There is also enough history of how cutting corners and dishonesty ultimately bring down the whole enterprise.
This we have seen in the facts behind the collapse of many Nigerian financial institutions from the nineties to the more recent occurrences in 2009.
Yes, it took a while for the institutions to unravel but the point is made that on the long run, unethical practices are unsustainable.
Besides for quoted companies, the dangers of unethical behavior are much graver.
Local and international investors have greater access to information and more options than ever before, the slightest whiff of scandal or malfeasance can destroy value built up over the years.
The local and, especially the international examples of the collapse of companies thought to be too big to fail and brand names that had even once been associated with integrity and strong business ethics is a strong reminder of just how brittle edifices built on weak business ethics are.

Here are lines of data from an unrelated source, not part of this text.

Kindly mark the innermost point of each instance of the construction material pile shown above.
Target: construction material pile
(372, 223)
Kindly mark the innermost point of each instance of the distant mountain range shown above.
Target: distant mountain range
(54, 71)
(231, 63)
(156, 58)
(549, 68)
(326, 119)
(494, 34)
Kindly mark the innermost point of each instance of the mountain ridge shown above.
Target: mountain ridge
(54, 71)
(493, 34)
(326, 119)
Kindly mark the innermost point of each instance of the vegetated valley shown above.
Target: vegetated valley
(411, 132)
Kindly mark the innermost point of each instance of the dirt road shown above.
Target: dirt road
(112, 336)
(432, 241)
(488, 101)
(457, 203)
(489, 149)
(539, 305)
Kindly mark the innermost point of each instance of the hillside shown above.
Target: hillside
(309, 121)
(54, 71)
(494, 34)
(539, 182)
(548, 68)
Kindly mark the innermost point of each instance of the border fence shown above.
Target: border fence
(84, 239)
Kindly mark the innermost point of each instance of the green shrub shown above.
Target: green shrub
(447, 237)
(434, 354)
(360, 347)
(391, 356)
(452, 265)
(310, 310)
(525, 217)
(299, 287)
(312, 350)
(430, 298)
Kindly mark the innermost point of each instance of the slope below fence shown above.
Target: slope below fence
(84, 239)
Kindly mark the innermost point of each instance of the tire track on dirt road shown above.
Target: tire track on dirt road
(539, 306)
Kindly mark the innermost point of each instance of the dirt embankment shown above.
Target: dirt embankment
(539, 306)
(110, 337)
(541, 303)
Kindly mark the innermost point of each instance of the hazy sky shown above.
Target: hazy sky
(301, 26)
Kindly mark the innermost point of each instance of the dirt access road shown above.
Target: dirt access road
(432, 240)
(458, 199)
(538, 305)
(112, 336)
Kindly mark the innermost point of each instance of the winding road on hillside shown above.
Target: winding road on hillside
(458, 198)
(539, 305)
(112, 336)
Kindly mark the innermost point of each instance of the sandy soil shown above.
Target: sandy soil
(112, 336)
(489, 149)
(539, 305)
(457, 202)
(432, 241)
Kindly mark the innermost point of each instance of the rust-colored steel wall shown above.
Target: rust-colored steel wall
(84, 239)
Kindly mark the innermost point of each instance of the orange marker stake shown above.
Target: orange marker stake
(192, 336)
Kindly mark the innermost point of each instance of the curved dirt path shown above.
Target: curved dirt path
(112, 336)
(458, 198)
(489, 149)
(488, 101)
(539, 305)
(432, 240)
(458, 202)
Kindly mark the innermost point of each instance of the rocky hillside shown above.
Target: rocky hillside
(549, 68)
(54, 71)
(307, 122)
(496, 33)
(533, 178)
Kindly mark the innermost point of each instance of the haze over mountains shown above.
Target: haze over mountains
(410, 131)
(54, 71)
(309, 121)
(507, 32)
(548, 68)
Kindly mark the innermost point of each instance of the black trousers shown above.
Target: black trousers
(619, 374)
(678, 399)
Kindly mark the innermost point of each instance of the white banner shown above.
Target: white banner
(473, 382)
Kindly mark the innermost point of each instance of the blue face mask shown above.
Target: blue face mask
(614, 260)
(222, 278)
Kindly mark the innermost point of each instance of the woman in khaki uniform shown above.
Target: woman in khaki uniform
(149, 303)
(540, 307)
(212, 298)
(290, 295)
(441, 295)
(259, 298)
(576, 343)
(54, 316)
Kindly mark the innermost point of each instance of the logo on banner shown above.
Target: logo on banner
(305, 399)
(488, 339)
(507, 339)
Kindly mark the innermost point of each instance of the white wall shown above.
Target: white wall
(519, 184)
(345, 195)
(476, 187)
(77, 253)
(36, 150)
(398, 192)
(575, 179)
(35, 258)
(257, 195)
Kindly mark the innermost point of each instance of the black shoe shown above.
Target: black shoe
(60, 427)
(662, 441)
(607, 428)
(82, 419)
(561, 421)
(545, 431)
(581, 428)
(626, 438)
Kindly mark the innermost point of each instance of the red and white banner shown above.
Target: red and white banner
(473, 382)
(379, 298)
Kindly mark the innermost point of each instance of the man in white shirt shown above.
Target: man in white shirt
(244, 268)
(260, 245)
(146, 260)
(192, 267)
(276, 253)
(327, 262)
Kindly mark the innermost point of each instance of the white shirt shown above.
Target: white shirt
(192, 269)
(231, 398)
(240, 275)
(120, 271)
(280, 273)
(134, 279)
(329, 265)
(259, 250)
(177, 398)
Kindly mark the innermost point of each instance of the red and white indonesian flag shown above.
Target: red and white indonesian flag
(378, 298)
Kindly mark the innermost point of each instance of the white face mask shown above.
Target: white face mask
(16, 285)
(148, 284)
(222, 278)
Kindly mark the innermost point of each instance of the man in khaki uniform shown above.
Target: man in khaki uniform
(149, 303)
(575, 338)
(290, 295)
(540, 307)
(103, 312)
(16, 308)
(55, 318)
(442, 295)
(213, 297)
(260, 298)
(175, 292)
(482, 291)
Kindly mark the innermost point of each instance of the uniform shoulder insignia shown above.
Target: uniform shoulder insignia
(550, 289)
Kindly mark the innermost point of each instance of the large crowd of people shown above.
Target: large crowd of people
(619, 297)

Today, every company’s stakeholders are far more than investors, management, or employees.
They now include customers, clients, trade partners, suppliers, media, the general public, government and now, the environment.”

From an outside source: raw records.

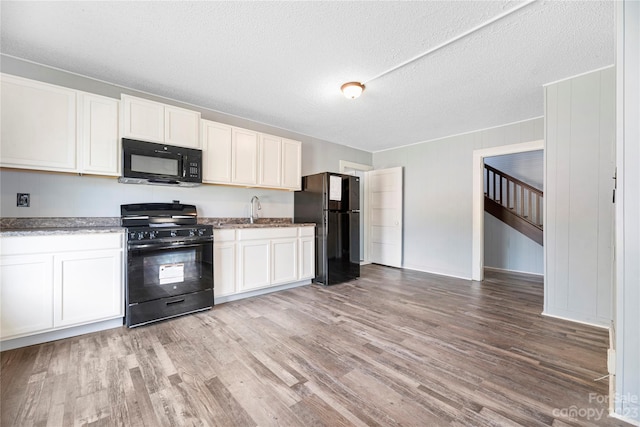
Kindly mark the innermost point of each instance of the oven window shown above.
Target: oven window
(159, 273)
(154, 165)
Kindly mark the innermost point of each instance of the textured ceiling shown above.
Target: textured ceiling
(282, 63)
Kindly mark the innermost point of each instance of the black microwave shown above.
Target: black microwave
(150, 163)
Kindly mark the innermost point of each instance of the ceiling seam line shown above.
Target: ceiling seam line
(453, 40)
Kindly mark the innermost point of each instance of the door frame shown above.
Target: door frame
(477, 251)
(364, 208)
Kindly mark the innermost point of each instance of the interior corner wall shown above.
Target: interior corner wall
(626, 398)
(438, 178)
(579, 159)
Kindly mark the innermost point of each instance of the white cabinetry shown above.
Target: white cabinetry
(26, 294)
(306, 253)
(284, 260)
(157, 122)
(47, 127)
(224, 261)
(244, 156)
(98, 125)
(38, 125)
(87, 286)
(216, 146)
(254, 257)
(291, 164)
(270, 161)
(54, 282)
(248, 259)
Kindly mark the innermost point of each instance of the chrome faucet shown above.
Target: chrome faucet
(255, 206)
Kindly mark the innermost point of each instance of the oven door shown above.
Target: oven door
(166, 269)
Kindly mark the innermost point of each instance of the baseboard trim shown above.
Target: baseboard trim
(583, 322)
(263, 291)
(504, 270)
(625, 419)
(436, 273)
(14, 343)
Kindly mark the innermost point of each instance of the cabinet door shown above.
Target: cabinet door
(216, 146)
(254, 266)
(181, 127)
(26, 294)
(291, 164)
(224, 269)
(87, 287)
(244, 156)
(38, 125)
(307, 258)
(270, 161)
(142, 119)
(284, 260)
(98, 134)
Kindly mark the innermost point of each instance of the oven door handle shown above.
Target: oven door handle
(171, 245)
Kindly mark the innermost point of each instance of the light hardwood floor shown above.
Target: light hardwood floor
(394, 348)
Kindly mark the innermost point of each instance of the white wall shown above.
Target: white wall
(438, 194)
(508, 249)
(627, 384)
(579, 153)
(73, 196)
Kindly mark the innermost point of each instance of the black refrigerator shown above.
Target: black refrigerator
(332, 201)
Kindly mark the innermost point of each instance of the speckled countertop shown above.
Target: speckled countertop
(80, 225)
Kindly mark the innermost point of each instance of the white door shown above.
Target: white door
(384, 197)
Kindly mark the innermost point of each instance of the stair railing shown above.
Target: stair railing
(519, 197)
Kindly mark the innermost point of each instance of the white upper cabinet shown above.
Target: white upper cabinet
(181, 127)
(157, 122)
(291, 164)
(216, 146)
(38, 125)
(142, 119)
(244, 156)
(98, 143)
(270, 161)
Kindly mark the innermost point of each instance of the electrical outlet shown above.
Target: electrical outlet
(24, 200)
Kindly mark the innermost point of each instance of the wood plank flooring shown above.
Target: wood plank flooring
(394, 348)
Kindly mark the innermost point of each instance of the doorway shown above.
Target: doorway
(477, 257)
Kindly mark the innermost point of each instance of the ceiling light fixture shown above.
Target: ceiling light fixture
(352, 90)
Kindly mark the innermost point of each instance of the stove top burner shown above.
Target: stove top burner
(162, 222)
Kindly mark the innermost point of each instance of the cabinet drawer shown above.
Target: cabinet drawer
(267, 233)
(20, 245)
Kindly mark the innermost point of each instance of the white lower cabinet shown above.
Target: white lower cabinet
(253, 260)
(247, 259)
(307, 253)
(58, 281)
(26, 294)
(86, 286)
(284, 260)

Chinua Achebe had the following to say about Nigeria in his book titled There Was a Country had the following to say:
“Nigerians are what they are only because their leaders are not what they should be.” pg. 10
“A true patriot will always demand the highest standards of his country and accept nothing but the best for and from his people. He will be outspoken in condemnation of their short-coming without giving way to superiority, despair or cynicism. That is my idea of a patriot.” pg. 16
“Look at our collapsing public utilities, our inefficient and wasteful parastatals and state-owned companies… If you want electricity, you buy your own generator; if you want water, you sink your own bore-hole; if you want to travel, you set up your own airline. One day soon, said a friend of mine, you will have to build your own post office to send your letters!” pg. 20
“I must now touch, however briefly, on the grace undermining of national discipline which the siren mentality of Nigerian leaders fosters. In all civilized countries the siren is used in grave emergencies by fire engines, ambulances and the police in actual pursuit of crime. Nigeria, with its remarkable genius of travesty, has found a way to turn yet another useful invention by serious-minded people elsewhere into a childish and cacophonous instrument for the celebration of status.” pg. 34
“My frank and honest opinion is that anybody who can say that corruption in Nigeria has not yet become alarming is either a fool, a crook or else does not live in this country.” pg. 37
“Knowledgeable observers have estimated that as much as 60 percent of the wealth of its nation is regularly consumed by corruption. I have no doubt that defenders of our system would retort: Mere rumor! Where is the proof? No one can offer ‘satisfactory’ proof for the simple reason that nobody issues a receipt for a bribe or for money stolen from the public till.” pg. 41
However, in the Nigerian legal profession the Rules of Professional Conduct for Legal Practitioners is well instilling extolling ethics and discipline in law, even though some bad eggs may scramble tirelessly to whittle it down. We do hope that a more coercive and corrosive machinery will be set up or the existing one accorded more vent and pep to ensure the applicability of the rules to all and sundry in the legal profession because a situation where the rules become like a cobweb that entangles the small spiders and make the big one go scot-free, ethics and discipline will be moribund. A fearless, daring and undaunted enforceability of the rules is key to having a profession where ethics and discipline reign supreme. (The End).
Thought for the Week
“Divorced from ethics, leadership is reduced to management and politics to mere technique”. (James MacGregor Burns).